When it is not, as in his last film "When Will I Be Loved" (2004), it seems pretentious and exploitative. Neve Campbell plays Vera, a modern femme fatale, who explores her sexuality in a series of encounters whilst simultaneously exploiting the men out to exploit her own apparent naivete. Campbell gives a brave performance, but the film is too thin to give meaning to its series of lecherous shots of her in the shower, in a lesbian liaison or having rough sex with her hustler boyfriend. It was shot in only 12 days for a $2 Million budget, and as such, it looks commendably slick. The production was also the source for most of the material in
"The Outsider" (2006), Nicholas Jarecki's documentary study of Toback. Actors, friends and critics discuss his life, personality and work, and Neve Campbell seems a little bewildered by his way of working, confessing that she doesn't know exactly what shes meant to do in her next scene. Toback himself comes across as what he is - a great, larger-than-life character.
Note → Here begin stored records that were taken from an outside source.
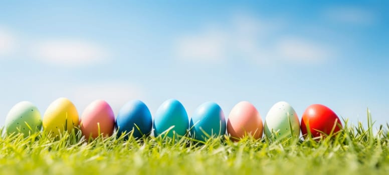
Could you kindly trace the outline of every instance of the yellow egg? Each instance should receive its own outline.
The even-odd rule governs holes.
[[[78,126],[78,112],[69,99],[59,98],[47,108],[42,122],[44,130],[57,136]]]

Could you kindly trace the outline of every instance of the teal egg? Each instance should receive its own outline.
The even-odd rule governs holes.
[[[183,106],[175,99],[164,102],[157,110],[153,128],[155,136],[164,136],[166,133],[167,136],[170,138],[174,133],[177,136],[184,136],[189,128],[189,120]]]
[[[26,136],[42,129],[42,120],[38,108],[29,102],[20,102],[11,108],[6,118],[8,134],[22,133]]]
[[[190,134],[194,139],[205,141],[213,136],[226,133],[226,118],[222,108],[213,102],[207,102],[196,109],[190,122]]]

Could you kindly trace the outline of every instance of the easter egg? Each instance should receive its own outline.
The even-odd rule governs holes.
[[[300,122],[294,109],[285,102],[273,105],[266,115],[264,132],[269,138],[298,138]]]
[[[87,139],[95,138],[100,134],[110,136],[115,127],[115,114],[107,102],[96,100],[84,110],[80,123],[82,134]]]
[[[59,98],[53,102],[43,116],[43,128],[52,136],[70,132],[78,126],[78,113],[69,99]]]
[[[321,132],[329,135],[333,128],[333,133],[336,133],[341,128],[342,123],[336,114],[322,104],[310,106],[301,118],[301,132],[304,136],[307,136],[308,130],[313,137],[316,138],[321,136]]]
[[[22,133],[25,136],[39,132],[42,128],[41,112],[30,102],[24,101],[14,106],[6,118],[7,134]]]
[[[158,108],[154,118],[154,135],[172,138],[175,133],[183,136],[189,128],[189,120],[186,111],[181,103],[174,99],[164,102]]]
[[[132,136],[139,138],[148,135],[152,128],[152,118],[150,110],[142,101],[129,102],[120,109],[116,117],[118,136],[132,132]],[[128,138],[128,135],[126,138]]]
[[[226,133],[226,118],[220,106],[213,102],[203,104],[190,119],[190,134],[196,140],[205,141],[212,136]]]
[[[259,112],[248,102],[241,102],[235,105],[228,116],[227,132],[234,140],[246,135],[252,136],[255,139],[260,138],[263,128]]]

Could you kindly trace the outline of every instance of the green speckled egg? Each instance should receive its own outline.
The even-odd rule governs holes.
[[[32,134],[40,131],[42,126],[41,112],[29,102],[24,101],[16,104],[6,118],[6,130],[8,134],[20,132],[26,136],[29,133]]]
[[[275,104],[266,115],[264,132],[269,138],[298,138],[300,122],[294,109],[285,102]]]

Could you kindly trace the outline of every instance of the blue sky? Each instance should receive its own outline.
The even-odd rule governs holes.
[[[175,98],[228,116],[241,100],[264,120],[322,104],[353,123],[388,121],[388,3],[264,1],[0,2],[0,124],[22,100],[42,114],[64,96],[81,114],[104,99],[155,114]]]

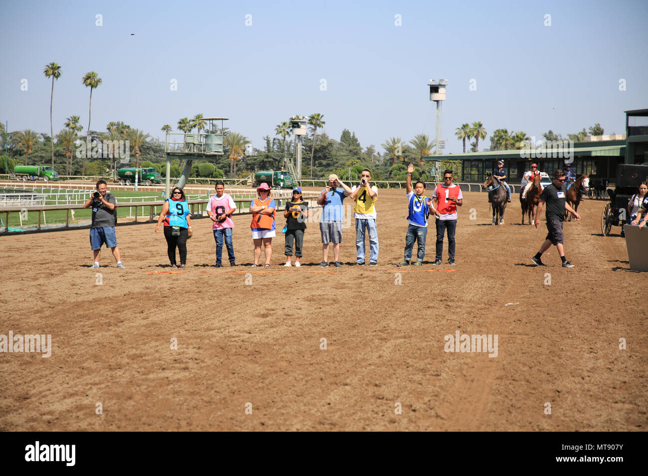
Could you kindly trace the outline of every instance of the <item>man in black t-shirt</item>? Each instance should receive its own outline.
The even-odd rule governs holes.
[[[576,213],[567,203],[565,196],[565,174],[562,170],[558,169],[553,173],[553,181],[542,190],[540,196],[540,201],[535,212],[535,227],[540,227],[540,212],[542,206],[546,203],[547,229],[549,232],[544,243],[540,247],[540,251],[531,258],[538,266],[546,266],[540,260],[542,253],[549,249],[551,245],[558,249],[558,254],[562,260],[562,267],[573,267],[573,265],[567,261],[565,258],[564,244],[564,237],[562,236],[562,222],[564,221],[565,210],[573,214],[576,220],[581,220],[581,216]]]
[[[90,198],[84,204],[84,209],[92,207],[92,227],[90,228],[90,247],[95,257],[95,264],[90,267],[98,268],[101,257],[101,245],[110,248],[117,262],[117,267],[126,267],[121,262],[117,239],[115,234],[117,216],[115,196],[108,192],[105,180],[97,183],[97,190],[90,194]]]

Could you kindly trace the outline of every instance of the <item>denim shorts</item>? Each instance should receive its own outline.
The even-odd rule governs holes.
[[[106,244],[106,247],[113,248],[117,245],[117,238],[115,234],[115,227],[100,227],[90,229],[90,246],[93,250],[101,249],[101,245]]]

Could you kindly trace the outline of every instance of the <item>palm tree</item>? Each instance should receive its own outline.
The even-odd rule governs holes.
[[[77,139],[76,131],[74,129],[63,129],[56,135],[56,139],[65,148],[65,175],[69,175],[72,169],[72,146]]]
[[[480,121],[472,123],[470,128],[470,137],[475,138],[475,152],[480,150],[480,139],[486,138],[486,130],[484,129],[483,124]]]
[[[585,128],[583,128],[582,131],[575,134],[567,134],[567,137],[570,138],[570,141],[573,141],[574,142],[585,142],[585,137],[587,137],[587,131],[585,130]]]
[[[119,131],[119,128],[109,128],[108,131],[101,135],[101,140],[104,142],[110,142],[111,145],[114,144],[115,141],[119,141],[121,139],[122,139],[124,136],[122,134],[120,134]],[[119,149],[113,150],[112,153],[110,153],[110,149],[112,148],[111,145],[108,145],[108,150],[106,150],[106,153],[110,157],[110,170],[113,170],[115,166],[115,157],[118,155],[119,153]]]
[[[423,157],[430,155],[430,150],[432,148],[432,144],[430,142],[430,137],[427,134],[417,134],[414,139],[410,141],[410,143],[414,146],[419,153],[419,166],[423,166]]]
[[[492,133],[492,144],[495,150],[507,150],[509,148],[509,141],[511,135],[507,129],[496,129]]]
[[[16,139],[18,142],[18,146],[25,151],[25,164],[28,165],[29,153],[32,152],[34,144],[38,141],[38,134],[31,129],[25,129],[24,131],[19,131],[17,133]]]
[[[313,148],[310,150],[310,178],[313,178],[313,154],[315,153],[315,141],[318,138],[318,128],[324,127],[324,124],[326,124],[322,119],[324,117],[323,114],[320,114],[319,113],[313,113],[308,117],[308,124],[311,126],[311,130],[313,131]],[[301,174],[301,170],[297,170],[297,174]]]
[[[229,149],[229,176],[234,178],[237,174],[236,161],[245,157],[245,146],[249,141],[238,132],[230,132],[224,139],[225,145]]]
[[[87,109],[87,135],[86,138],[86,146],[89,148],[90,146],[90,115],[92,111],[92,90],[95,87],[98,87],[99,85],[101,84],[101,78],[99,78],[97,73],[94,71],[89,71],[86,73],[86,76],[83,77],[81,80],[81,83],[84,84],[86,87],[90,88],[90,102],[88,106]],[[86,150],[86,154],[83,157],[83,168],[82,169],[81,175],[86,175],[86,158],[87,157],[88,152],[89,151],[87,149]]]
[[[275,128],[275,132],[277,133],[275,135],[281,135],[284,141],[284,157],[286,157],[286,137],[290,135],[292,133],[292,128],[290,127],[290,123],[284,120],[279,124],[277,124],[277,127]],[[283,161],[282,161],[283,163]]]
[[[389,141],[386,141],[384,144],[381,144],[380,146],[385,150],[386,152],[389,154],[389,157],[392,159],[392,165],[396,165],[399,157],[402,160],[402,145],[400,137],[389,137]],[[399,152],[400,153],[399,153]]]
[[[193,124],[192,124],[191,120],[188,117],[183,117],[178,121],[178,130],[182,131],[185,134],[191,132],[191,130],[193,128]]]
[[[144,131],[139,129],[130,129],[126,132],[126,136],[130,142],[130,146],[133,148],[133,153],[135,154],[135,168],[139,168],[139,156],[141,152],[139,148],[146,142],[150,136],[144,133]]]
[[[61,67],[54,62],[45,65],[45,73],[46,78],[52,78],[52,93],[49,97],[49,135],[52,137],[52,168],[54,168],[54,126],[52,123],[52,104],[54,102],[54,80],[61,76]]]
[[[198,130],[198,137],[200,137],[200,130],[205,128],[205,120],[203,119],[202,114],[196,114],[194,119],[191,120],[192,129],[196,128]]]
[[[79,124],[80,120],[78,116],[70,116],[65,120],[65,127],[75,132],[80,132],[83,130],[83,126]]]
[[[468,122],[465,124],[462,124],[461,127],[457,128],[454,135],[457,136],[457,139],[462,139],[463,141],[463,153],[466,153],[466,139],[470,140],[470,126]]]
[[[529,141],[530,139],[524,131],[518,131],[511,136],[511,143],[514,149],[522,149],[524,148],[524,144],[522,142]]]

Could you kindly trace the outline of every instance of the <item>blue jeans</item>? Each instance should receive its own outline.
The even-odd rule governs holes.
[[[375,218],[356,218],[356,251],[358,264],[365,262],[364,237],[369,229],[369,261],[378,262],[378,227]]]
[[[411,260],[411,251],[414,247],[414,240],[418,243],[418,250],[416,253],[417,261],[423,261],[425,257],[425,237],[428,235],[427,227],[417,227],[410,225],[407,227],[407,234],[405,235],[405,261]]]
[[[437,256],[436,259],[443,260],[443,235],[448,230],[448,258],[454,259],[454,232],[457,229],[457,220],[439,220],[437,218]]]
[[[214,239],[216,240],[216,264],[222,264],[223,256],[223,241],[227,247],[230,264],[234,264],[234,244],[232,242],[231,228],[214,228]]]

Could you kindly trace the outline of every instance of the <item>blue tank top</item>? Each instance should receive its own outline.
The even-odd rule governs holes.
[[[176,201],[167,198],[168,202],[168,225],[170,227],[187,228],[187,216],[189,214],[189,204],[187,201]]]

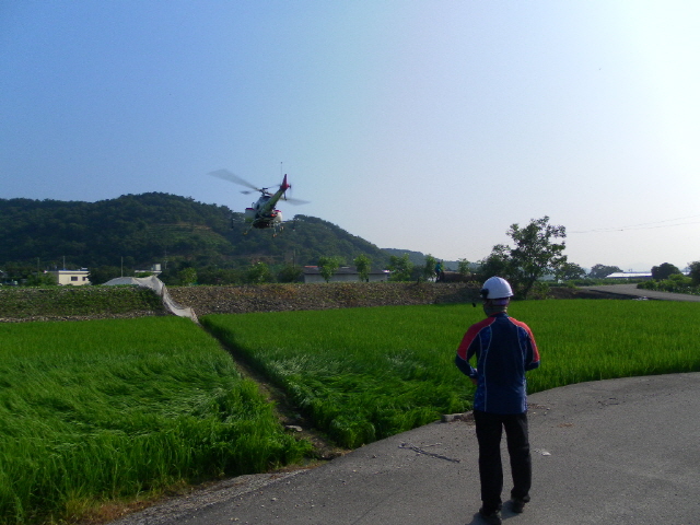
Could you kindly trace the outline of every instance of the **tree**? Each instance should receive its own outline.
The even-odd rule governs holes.
[[[250,265],[245,277],[246,280],[252,284],[260,284],[262,282],[272,281],[272,272],[270,271],[270,267],[262,261]]]
[[[471,273],[471,262],[469,262],[467,259],[458,259],[457,260],[457,272],[463,277],[467,277],[468,275],[470,275]]]
[[[318,257],[318,271],[326,282],[330,281],[338,268],[340,268],[340,259],[338,257]]]
[[[409,260],[408,254],[404,254],[400,257],[397,257],[396,255],[389,256],[389,264],[386,267],[392,271],[389,281],[411,280],[413,264]]]
[[[435,265],[438,264],[438,259],[435,259],[432,255],[428,254],[425,256],[425,264],[423,265],[422,278],[427,281],[435,276]]]
[[[527,298],[538,279],[556,273],[567,262],[565,244],[555,242],[567,237],[567,229],[549,224],[545,215],[530,220],[525,228],[512,224],[506,233],[515,246],[495,245],[482,264],[482,272],[489,271],[485,277],[505,277],[520,295]]]
[[[678,269],[678,267],[672,265],[670,262],[664,262],[652,268],[652,279],[656,279],[657,281],[668,279],[675,273],[680,273],[680,270]]]
[[[354,260],[354,267],[358,269],[358,273],[360,275],[360,280],[363,282],[370,281],[370,268],[372,267],[372,259],[370,259],[366,255],[360,254]]]
[[[588,277],[591,277],[592,279],[605,279],[610,273],[619,273],[622,270],[619,266],[595,265],[593,268],[591,268]]]
[[[27,287],[56,287],[58,285],[58,281],[56,277],[51,273],[32,273],[26,279]]]
[[[700,260],[688,262],[688,268],[690,268],[689,277],[692,279],[692,285],[700,287]]]
[[[299,266],[284,265],[284,267],[277,273],[277,280],[279,282],[296,282],[303,273],[304,271]]]

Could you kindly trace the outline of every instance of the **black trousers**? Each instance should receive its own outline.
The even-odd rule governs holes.
[[[479,441],[479,478],[485,511],[492,512],[500,509],[502,503],[501,435],[503,429],[505,429],[513,477],[511,498],[529,501],[533,465],[527,434],[527,412],[503,416],[475,410],[474,421],[477,425],[477,440]]]

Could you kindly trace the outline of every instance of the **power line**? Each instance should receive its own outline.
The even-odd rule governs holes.
[[[630,225],[627,225],[627,226],[607,226],[607,228],[596,228],[596,229],[592,229],[592,230],[578,230],[578,231],[567,232],[567,233],[625,232],[625,231],[628,231],[628,230],[654,230],[654,229],[658,229],[658,228],[673,228],[673,226],[684,226],[684,225],[687,225],[687,224],[700,224],[700,221],[679,222],[679,223],[676,223],[676,224],[664,224],[666,222],[685,221],[687,219],[695,219],[697,217],[700,217],[700,215],[680,217],[678,219],[666,219],[664,221],[655,221],[655,222],[643,222],[641,224],[630,224]]]

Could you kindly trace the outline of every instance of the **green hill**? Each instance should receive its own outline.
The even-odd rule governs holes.
[[[319,256],[351,264],[360,254],[377,267],[388,260],[372,243],[314,217],[296,215],[296,226],[277,237],[270,231],[244,235],[244,224],[232,226],[232,218],[242,214],[160,192],[97,202],[0,199],[0,268],[304,266]]]

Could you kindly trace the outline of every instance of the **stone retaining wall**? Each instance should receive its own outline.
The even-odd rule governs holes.
[[[261,284],[257,287],[168,287],[171,296],[198,316],[387,306],[470,303],[478,300],[476,283],[358,282],[320,284]]]

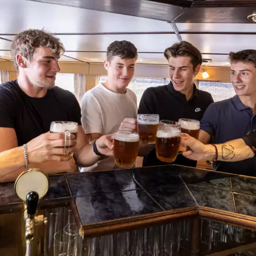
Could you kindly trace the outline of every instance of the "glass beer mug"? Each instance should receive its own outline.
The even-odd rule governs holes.
[[[114,156],[116,164],[122,168],[133,166],[138,155],[139,136],[136,132],[119,131],[114,137]]]
[[[73,134],[77,138],[78,124],[75,122],[66,121],[54,121],[51,122],[50,128],[50,132],[65,133],[65,146],[63,154],[60,156],[72,156],[73,153],[66,154],[66,149],[70,146],[71,135]]]
[[[157,129],[155,148],[156,156],[161,161],[175,161],[180,145],[180,124],[169,120],[162,120]]]
[[[155,143],[157,128],[159,124],[159,115],[138,114],[137,128],[140,140],[143,143]]]
[[[181,132],[187,133],[191,137],[198,139],[200,132],[200,121],[187,118],[180,118],[178,121],[180,124]]]

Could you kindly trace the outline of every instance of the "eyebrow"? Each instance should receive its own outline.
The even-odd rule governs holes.
[[[52,60],[58,60],[60,59],[60,57],[59,56],[57,56],[57,58],[53,56],[43,56],[42,58],[42,59],[51,59]]]
[[[171,65],[169,65],[169,66],[170,67],[170,68],[175,68],[174,67],[173,67],[173,66],[171,66]],[[187,66],[182,66],[182,67],[179,67],[179,68],[188,68],[188,67]]]
[[[233,69],[231,69],[230,72],[236,72],[235,70]],[[249,69],[242,69],[241,70],[239,70],[239,72],[245,72],[245,71],[249,71],[251,72],[251,70],[249,70]]]
[[[120,65],[121,66],[124,66],[124,65],[122,63],[116,63],[116,65]],[[131,65],[129,65],[129,66],[134,66],[135,64],[131,64]]]

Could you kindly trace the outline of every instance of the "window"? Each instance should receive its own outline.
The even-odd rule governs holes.
[[[236,93],[232,84],[220,81],[199,81],[199,88],[210,93],[215,102],[231,98]]]
[[[107,77],[100,77],[99,83],[103,83],[107,80]],[[170,83],[170,78],[161,78],[156,77],[134,77],[129,84],[127,88],[134,92],[137,96],[138,106],[142,94],[145,90],[149,87],[155,87],[163,85]]]
[[[74,74],[57,73],[55,85],[74,93]]]

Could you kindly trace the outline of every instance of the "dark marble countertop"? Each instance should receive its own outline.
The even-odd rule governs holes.
[[[170,165],[54,175],[49,179],[41,207],[71,204],[87,231],[201,213],[231,222],[235,218],[237,224],[256,228],[254,178]],[[22,205],[14,185],[0,184],[0,213]]]

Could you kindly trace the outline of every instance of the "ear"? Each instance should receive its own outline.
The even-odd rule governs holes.
[[[110,63],[109,61],[108,61],[107,60],[105,60],[104,61],[104,68],[105,68],[105,69],[107,70],[109,70],[109,65],[110,65]]]
[[[194,75],[195,75],[195,77],[199,72],[200,68],[201,68],[201,65],[200,65],[200,64],[199,64],[198,65],[197,65],[197,67],[196,67],[196,68],[195,69],[195,73],[194,73]]]
[[[17,54],[16,55],[16,62],[20,68],[26,68],[27,67],[27,60],[20,54]]]

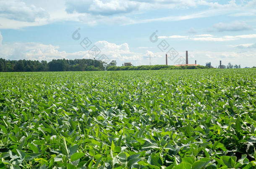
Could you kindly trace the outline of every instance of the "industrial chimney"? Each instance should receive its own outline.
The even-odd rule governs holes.
[[[165,62],[166,63],[166,65],[168,65],[168,63],[167,62],[167,54],[165,55]]]
[[[188,64],[188,50],[186,50],[186,64]]]

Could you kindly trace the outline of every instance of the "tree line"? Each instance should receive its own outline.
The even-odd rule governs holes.
[[[93,59],[57,59],[47,63],[45,61],[7,60],[0,58],[0,72],[42,72],[104,71],[116,65],[112,61],[109,64]]]
[[[149,70],[173,70],[173,69],[209,69],[207,66],[199,65],[185,66],[175,66],[169,65],[143,65],[138,66],[110,66],[107,69],[107,71],[140,71]]]

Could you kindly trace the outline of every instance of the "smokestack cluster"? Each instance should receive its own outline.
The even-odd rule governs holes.
[[[188,64],[188,50],[186,50],[186,64]]]
[[[165,55],[165,62],[166,63],[166,65],[168,65],[168,63],[167,62],[167,54]]]

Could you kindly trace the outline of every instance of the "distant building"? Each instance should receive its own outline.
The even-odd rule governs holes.
[[[174,65],[175,66],[199,66],[199,65],[198,65],[197,64],[184,64],[183,65]]]
[[[131,66],[131,62],[125,62],[123,63],[123,66]]]
[[[205,66],[207,66],[209,68],[213,68],[213,66],[211,65],[211,62],[206,63]]]

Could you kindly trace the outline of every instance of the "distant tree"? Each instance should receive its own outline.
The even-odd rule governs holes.
[[[233,68],[233,65],[232,65],[231,63],[229,63],[227,64],[227,68],[228,69],[232,69]]]
[[[219,66],[219,66],[218,66],[218,68],[220,68],[220,66]],[[225,65],[222,65],[221,68],[222,69],[225,69],[226,68],[227,68],[226,66]]]

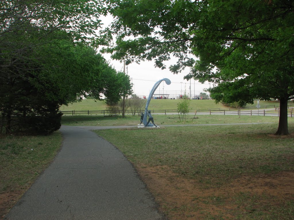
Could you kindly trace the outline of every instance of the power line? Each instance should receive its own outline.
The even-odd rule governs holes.
[[[135,79],[134,78],[133,78],[133,79],[134,79],[134,80],[141,80],[141,81],[148,81],[150,82],[157,82],[157,81],[156,81],[156,80],[148,80],[148,79]],[[178,84],[180,84],[180,83],[188,83],[188,81],[187,81],[187,82],[172,82],[173,83],[178,83]],[[196,83],[195,83],[195,84],[199,84],[199,85],[209,85],[209,83],[200,83],[200,82]]]

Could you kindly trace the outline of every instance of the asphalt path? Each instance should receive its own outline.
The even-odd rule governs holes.
[[[89,130],[62,126],[60,151],[4,219],[165,219],[122,153]]]

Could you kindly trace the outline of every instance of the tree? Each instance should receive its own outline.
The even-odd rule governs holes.
[[[54,35],[48,43],[23,50],[29,62],[18,65],[21,71],[14,74],[13,67],[6,69],[8,77],[0,81],[1,131],[4,126],[6,133],[51,133],[60,126],[60,105],[92,91],[103,91],[101,75],[111,69],[105,59],[93,48],[75,43],[64,32],[56,34],[59,39]],[[30,40],[42,34],[36,33]]]
[[[25,71],[22,64],[36,58],[27,56],[27,51],[48,42],[53,32],[65,31],[75,42],[90,43],[100,26],[100,21],[93,18],[102,7],[96,0],[8,0],[0,5],[0,79],[9,77],[8,71],[11,75]],[[36,40],[30,40],[40,31]]]
[[[209,96],[205,92],[200,92],[199,94],[199,96],[202,97],[203,99],[208,99],[209,98]]]
[[[106,97],[106,103],[109,106],[117,105],[121,97],[123,101],[120,104],[123,117],[125,116],[126,106],[124,99],[132,93],[132,84],[129,76],[123,72],[117,72],[112,69],[104,74],[105,84],[103,93]]]
[[[178,112],[180,113],[182,119],[186,121],[186,115],[189,113],[189,106],[191,100],[188,99],[184,99],[177,104]],[[181,118],[180,120],[181,121]]]
[[[284,0],[110,1],[116,46],[104,51],[127,64],[154,59],[163,69],[172,54],[179,60],[170,70],[177,73],[194,65],[185,78],[212,83],[208,91],[217,102],[278,99],[275,134],[288,134],[287,101],[294,96],[293,8],[294,2]]]
[[[136,113],[139,116],[141,111],[144,111],[144,108],[146,105],[146,99],[142,99],[136,94],[133,94],[132,98],[128,99],[128,101],[130,108],[133,116],[136,115]]]

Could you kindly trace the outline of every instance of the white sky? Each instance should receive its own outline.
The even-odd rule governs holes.
[[[101,18],[100,19],[105,25],[109,23],[112,20],[112,17],[110,16]],[[110,58],[110,54],[104,54],[102,55],[106,60],[109,61],[110,64],[117,71],[123,71],[123,62],[112,60]],[[133,63],[126,66],[126,73],[130,76],[131,82],[133,84],[133,93],[139,96],[145,95],[148,97],[155,82],[163,78],[169,79],[171,83],[168,85],[163,82],[161,82],[154,94],[170,94],[169,98],[173,98],[181,94],[183,94],[186,88],[186,93],[190,96],[190,82],[192,97],[194,94],[197,95],[200,92],[203,92],[203,90],[205,88],[209,88],[209,84],[208,83],[202,84],[193,79],[189,81],[184,79],[184,77],[189,72],[189,68],[177,75],[174,75],[169,71],[169,66],[175,64],[176,61],[175,59],[166,62],[167,68],[163,70],[154,67],[154,61],[142,61],[140,64]]]

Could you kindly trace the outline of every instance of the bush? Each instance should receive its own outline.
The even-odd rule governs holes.
[[[242,103],[240,105],[239,102],[237,101],[235,101],[234,102],[232,102],[230,103],[227,103],[223,102],[222,102],[222,104],[225,106],[233,108],[234,109],[239,109],[241,108],[244,108],[246,106],[247,104],[246,103]]]

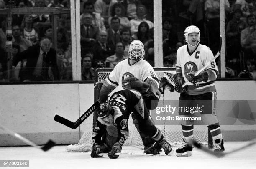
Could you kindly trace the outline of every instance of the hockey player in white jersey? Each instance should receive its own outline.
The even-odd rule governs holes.
[[[216,116],[215,107],[216,92],[214,81],[218,74],[215,60],[204,71],[198,75],[194,75],[214,57],[210,49],[200,44],[200,31],[195,26],[189,26],[184,31],[186,42],[187,43],[177,50],[176,74],[174,76],[175,90],[181,93],[179,107],[202,106],[202,100],[209,101],[209,104],[204,105],[201,112],[202,120],[210,129],[215,144],[215,151],[224,150],[222,135],[220,125]],[[189,82],[182,88],[185,81]],[[180,117],[192,117],[190,112],[179,112]],[[194,122],[182,122],[183,140],[185,143],[182,147],[176,150],[177,156],[191,155],[192,147],[189,144],[193,134]]]
[[[161,95],[161,92],[158,90],[159,79],[152,66],[143,59],[145,51],[142,42],[139,40],[132,42],[128,53],[129,58],[119,62],[105,80],[100,92],[101,102],[105,102],[108,96],[110,97],[114,92],[131,89],[130,82],[128,80],[135,77],[149,85],[148,90],[140,92],[142,94],[148,109],[154,109],[157,105],[151,105],[151,101],[159,100]],[[110,94],[112,90],[113,90]],[[137,124],[138,120],[133,114],[132,117],[133,123]],[[155,140],[139,131],[139,133],[142,139],[145,149],[148,149],[155,143]],[[152,148],[146,151],[146,153],[158,154],[160,152],[161,146],[157,143]]]

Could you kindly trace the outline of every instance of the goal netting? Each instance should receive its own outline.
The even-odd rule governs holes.
[[[175,73],[175,68],[154,67],[154,70],[159,80],[165,74],[173,82],[173,75]],[[110,73],[112,68],[97,69],[95,73],[95,84],[99,82],[103,82]],[[174,83],[173,83],[174,86]],[[100,87],[95,86],[95,101],[97,100],[97,95],[99,92]],[[171,93],[169,90],[166,90],[164,94],[162,94],[160,100],[178,100],[179,94],[176,92]],[[91,120],[92,120],[92,119]],[[90,119],[87,119],[89,122]],[[91,121],[92,124],[92,120]],[[138,132],[137,131],[133,123],[131,117],[128,121],[129,129],[129,137],[125,141],[124,146],[133,146],[139,148],[143,148],[143,144]],[[162,132],[166,140],[170,142],[172,146],[179,147],[183,143],[182,133],[180,125],[156,125]],[[82,127],[81,127],[82,128]],[[83,129],[81,130],[84,133],[78,143],[77,144],[71,145],[66,148],[66,150],[70,152],[83,152],[90,151],[92,145],[92,125],[90,128]],[[208,129],[206,126],[195,125],[194,129],[194,139],[202,144],[207,144],[208,138]]]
Predictably, he seems as if he could have stepped out of one of his own films, which brings us back to the element of autobiography in "The Gambler" and the way he turned a study of Jim Brown into a memoir about confronting some of his own issues. He has always been more interesting than his films, but at least he has let his life inform his art - often too much, it seems - and left behind an interesting, if flawed body of work as a result.